In the central section of the work, the black square of the first 'O' derives from a photo of the artist at the age of one examining a cube, taken by one Reg V Brock at the View Point Studio in central Bendigo. It marks Tyndall's personal connection to Charing Cross, the town's central intersection, which he represents schematically in the next logo to the right. The eccentric shape of this cross derives from an old street-plan of Bendigo, where the Alexandra Fountain covers the old ‘Bednego’ Creek. Charing Cross symbolises the European presence, the order of rationality superimposed over the free-flowing curve of the river beneath, now 'robbed of its gold, walled up and cast into darkness' (Tyndall). Other salient features are the ideogram familiar from the artist's 1970s and 1980s work—the frame of a painting, suspended by black lines suggesting its cultural context—and the circle of twelve dots that symbolise Tyndall's 'chemist father with the "binary bicycle" on which he went to work'.4 In the Bendigo installation, twelve old chopping-blocks borrowed from friends, family and locals arrayed in a circle were offered as altars to the memory of domestic work.

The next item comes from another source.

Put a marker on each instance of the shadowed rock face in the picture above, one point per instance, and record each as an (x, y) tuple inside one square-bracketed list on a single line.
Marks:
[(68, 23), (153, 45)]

Peter Tyndall's post-conceptual painting marries personal emotion and semi-private meaning with a great clarity of conception. This is the result of taking his own dreams seriously, and doing a remarkable amount of planning and hard work to achieve the impact of a simple graphic statement. Bound into Tyndall's fecund, quasi-rational analogising is a sense of whimsy that is the heart of art as he understands it.

- Roger Benjamin

  1. See A Crawford, 'Detail: a person looks at Peter Tyndall', Tension, no. 18, 1989, pp. 42–5.
  2. P Tyndall, Double crossed again, Daadgalerie, Berlin, 1992, p. 40.
  3. The phrase is from D Thomas, 'Bonzaview: the country art of Peter Tyndall', Art and Australia, vol. 32, no. 2, 1998, p. 217.
  4. Thomas, Art and Australia, 1998, p. 217.

Peter Tyndall is represented in Australia by Anna Schwartz Gallery, Melbourne and Sydney.